By Gale Mote / Guest Column
I believe that Dale Carnegie had it right when he said, “you can make more friends in two months by becoming interested in other people than you can in two years by trying to get other people interested in you.”
As I write this article, I am returning from a trip to Hong Kong. I was there for 10 days teaching my team course for the University of Iowa Tippie College of Business MBA program. My students were with me for a total of 28 hours. When I left, there were hugs, selfies, team photos and celebrations. Many of them have connected with me on LinkedIn. I’m certain some of them will stay in contact with me for years to come.
In a short amount of time, I was able to connect in a meaningful way with people from different countries, cultures and backgrounds. The experience caused me to reflect on the essence of building positive relationships in work and life. We know that success is always about the relationship. Without solid relationships, we have no customers, suppliers, employees, no family – no one.
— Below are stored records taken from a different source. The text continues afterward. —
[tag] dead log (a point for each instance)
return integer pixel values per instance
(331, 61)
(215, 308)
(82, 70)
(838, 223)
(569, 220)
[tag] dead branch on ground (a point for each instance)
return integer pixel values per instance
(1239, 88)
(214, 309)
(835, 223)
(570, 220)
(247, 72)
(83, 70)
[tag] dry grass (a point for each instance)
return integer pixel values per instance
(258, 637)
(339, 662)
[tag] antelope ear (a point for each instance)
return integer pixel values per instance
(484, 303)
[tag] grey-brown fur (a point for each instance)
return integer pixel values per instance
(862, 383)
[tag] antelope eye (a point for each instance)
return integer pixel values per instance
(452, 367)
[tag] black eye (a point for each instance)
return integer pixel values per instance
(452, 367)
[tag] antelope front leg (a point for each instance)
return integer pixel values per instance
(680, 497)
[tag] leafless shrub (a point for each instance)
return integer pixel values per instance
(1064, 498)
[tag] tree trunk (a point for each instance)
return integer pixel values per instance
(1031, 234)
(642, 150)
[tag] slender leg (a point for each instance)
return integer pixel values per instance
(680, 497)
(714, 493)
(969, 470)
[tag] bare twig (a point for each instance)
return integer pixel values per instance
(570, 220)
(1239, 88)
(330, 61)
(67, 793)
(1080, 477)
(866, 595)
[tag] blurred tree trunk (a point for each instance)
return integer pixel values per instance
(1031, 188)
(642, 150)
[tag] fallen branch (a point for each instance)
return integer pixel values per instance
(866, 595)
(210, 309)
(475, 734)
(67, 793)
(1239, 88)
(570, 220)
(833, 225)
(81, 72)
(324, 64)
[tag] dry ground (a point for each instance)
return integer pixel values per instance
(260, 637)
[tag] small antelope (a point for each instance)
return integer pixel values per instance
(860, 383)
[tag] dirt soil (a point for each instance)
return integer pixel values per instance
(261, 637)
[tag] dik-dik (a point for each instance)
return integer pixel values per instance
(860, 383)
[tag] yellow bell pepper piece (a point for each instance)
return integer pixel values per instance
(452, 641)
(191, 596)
So, what actions help us to connect with strangers and acquaintances so that we begin to form the necessary relationships to conduct successful business?
First, I believe you need to be genuine and authentic. Don’t try to be someone you are not. While it is important to err on the side of professionalism (you might want to lose the ring in your tongue until people get to know you better), be your real self. This will build trust because they are already getting to know who you are, inside and out.
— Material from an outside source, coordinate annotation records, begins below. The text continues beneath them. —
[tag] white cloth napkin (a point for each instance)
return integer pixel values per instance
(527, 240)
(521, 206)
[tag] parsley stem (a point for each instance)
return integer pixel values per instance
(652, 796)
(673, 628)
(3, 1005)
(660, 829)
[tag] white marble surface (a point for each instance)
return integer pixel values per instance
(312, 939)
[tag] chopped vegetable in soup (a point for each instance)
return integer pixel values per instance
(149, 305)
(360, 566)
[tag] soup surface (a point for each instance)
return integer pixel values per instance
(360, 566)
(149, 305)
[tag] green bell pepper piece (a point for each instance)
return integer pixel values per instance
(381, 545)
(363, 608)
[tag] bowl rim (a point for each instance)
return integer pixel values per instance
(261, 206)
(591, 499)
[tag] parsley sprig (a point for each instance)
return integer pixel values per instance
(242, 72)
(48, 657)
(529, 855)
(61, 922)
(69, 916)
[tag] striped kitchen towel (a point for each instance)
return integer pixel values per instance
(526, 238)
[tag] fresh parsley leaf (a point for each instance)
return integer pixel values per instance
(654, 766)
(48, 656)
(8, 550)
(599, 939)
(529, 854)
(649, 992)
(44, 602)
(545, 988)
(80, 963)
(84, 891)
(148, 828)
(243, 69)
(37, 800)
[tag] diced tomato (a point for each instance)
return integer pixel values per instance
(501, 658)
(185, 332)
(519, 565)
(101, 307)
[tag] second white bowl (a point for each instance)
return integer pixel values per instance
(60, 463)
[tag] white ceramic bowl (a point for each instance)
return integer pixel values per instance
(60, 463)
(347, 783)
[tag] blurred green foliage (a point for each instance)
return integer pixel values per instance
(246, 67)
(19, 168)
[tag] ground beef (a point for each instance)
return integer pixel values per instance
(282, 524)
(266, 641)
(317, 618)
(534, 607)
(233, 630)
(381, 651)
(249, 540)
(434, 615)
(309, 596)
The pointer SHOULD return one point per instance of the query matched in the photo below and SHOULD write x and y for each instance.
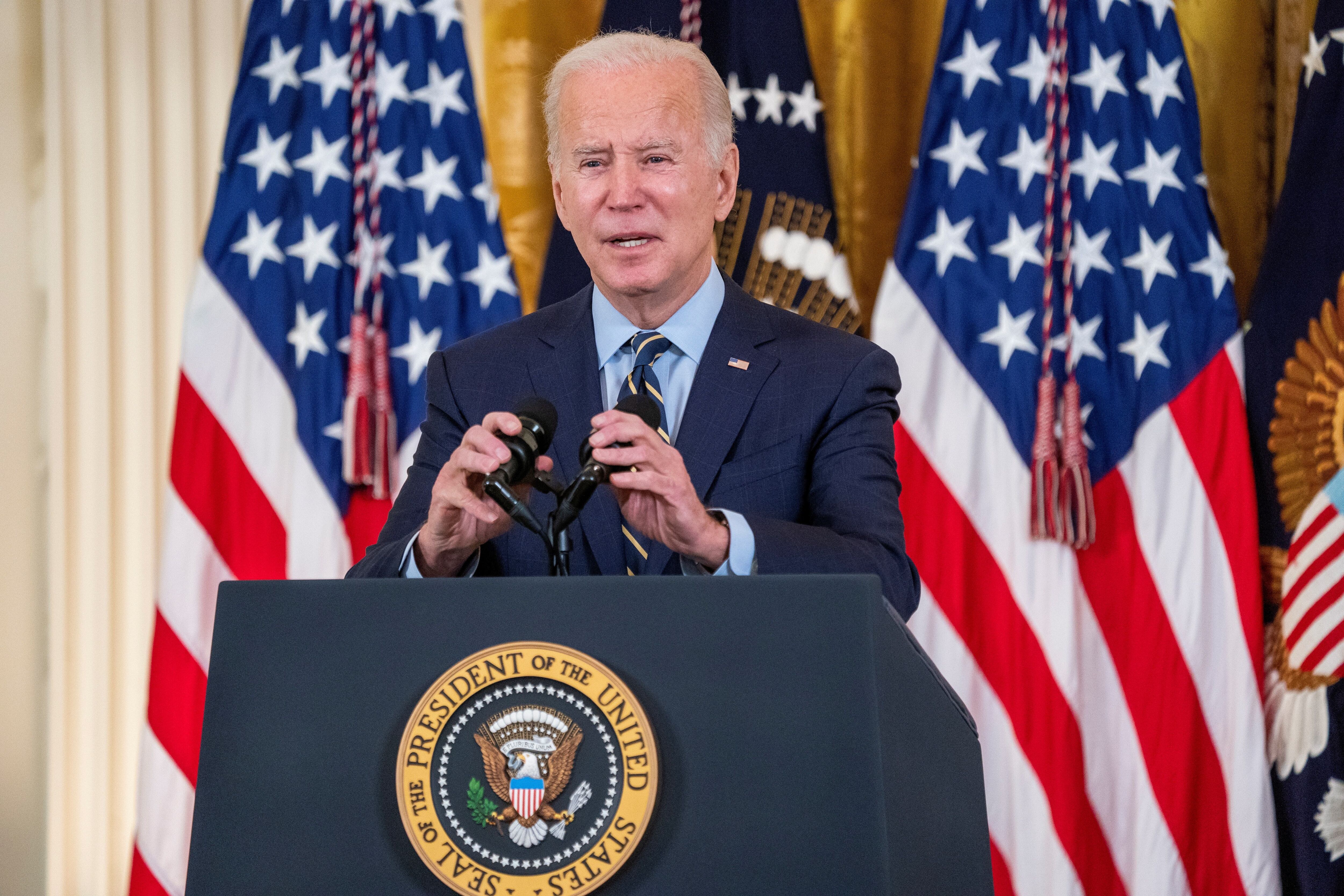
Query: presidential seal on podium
(527, 769)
Be curious, not furious, with people you don’t understand or who are different from you. Listen more, speak less. When all you can hear is the sound of your own voice, stop talking. When you want to make a statement, ask a question. Demonstrating a sincere interest in others is a great way to lay the first brick in the foundation of a solid relationship. Being quiet teaches us so much.
Of course, you must be attentive. I have disciplined myself to concentrate on someone’s name when I meet them for the first time. I quickly repeat the name to myself and then use it in our conversation within 30 seconds. People love the sound of their own name. It shows great respect and caring when you can actually remember their name. My students were amazed that I knew all 31 of their names when they came in the second day of class without badges or name tents.
I keep my antennas up when I am engaging in conversations with others. Be watchful for the nonverbal cues and subtle actions that often speak louder than words. Work to make connections between information they are sharing and what is true for you. We have more in common than we have differences.
Be vulnerable – don’t be afraid to risk and share things about yourself that show others you trust them. I’m not talking about disclosing deep personal secrets. You don’t want to assume that someone is your best friend the first time you meet – that is a little too much interpersonal relationship. For example, on the first day of class, I shared with my students my strengths and some of my weaknesses too.
This gave them permission to begin to be more open with me as well.
Lastly, be positive and welcoming. No one is going to reciprocate a Grumpy Gus or a Negative Nellie. Create a space where we focus on what is right and good. This makes people want to continue a relationship with you because you focus on what can be.
Relationships are the foundation of great success, and begin with you reaching out and making connections, one person at a time.